Playtest #30-32
Mar-Apr 2019
Participants: KenK, et al.
Instagram posts: Mar 21
, 23 Mar
Overview
- Testing:
- Someone else teach game to new players
- Reducing customer count by 8
Components & Rules
Baseline rules
(from Ken)
I changed “Lure” to advertise in my teachings and that was received really well by players. As you and I discussed, language adds a lot to the game. So when someone would say, “I am going to advertise food in Manato.” It began to feel really immersive.
-
2- player |
70 mins w/ teach |
Score: Ken: 22- Jonathan: 15 |
- Played w/ main rules except in phase 2 placed both customers on the same location
- Phase 2 seemed to drag on forever. Pretty clear who had won 2-3 rounds before game ended
-
3-player |
58 mins w/o teach |
Score: Ben: 15, Ken: 11, Jeremy: 9 |
- Played with the same ruleset as above
- Combined Positive Notes
- Income works really well
- Three cards for a wild feels good, able to do what you need to. Adaptable
- Engaging in every person turn
- Great length and quick turns are nice
- Forced interaction great
- Combined Negative Notes
- Tracks ran out in 3p, felt bad
- Last round feels like the second action is useless and if you’d don’t have the right card it feels bad.
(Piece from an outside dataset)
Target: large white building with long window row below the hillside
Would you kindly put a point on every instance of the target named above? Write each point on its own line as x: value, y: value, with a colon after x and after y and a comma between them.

- Station kanji (sp?) too big
-
2-player |
66 mins w/ teach |
Score: Ken: 13 - Emily: 13 (Won on having more overall customers) |
- Played with same rulles as above but removed 8 customers, felt like it ended at right time
- Negative Notes
- Ran out of track
- Because of wild rule, feels like late game card draw is less meaningful and bad draws feel bad
- End feels a little flat because you just advertise (mention lure being weird)
- Positive Notes
- “Easy to learn and felt like a better than some of the game you (Ken) have bought.”
- Final Score breakdown
- E- 6, 4, 4, 5
- K- 5, 4, 4, 4,
- E won on more customers overall
“…after I removed 8 customers (one of each resource type), the two-player game seemed to end at a much better moment.”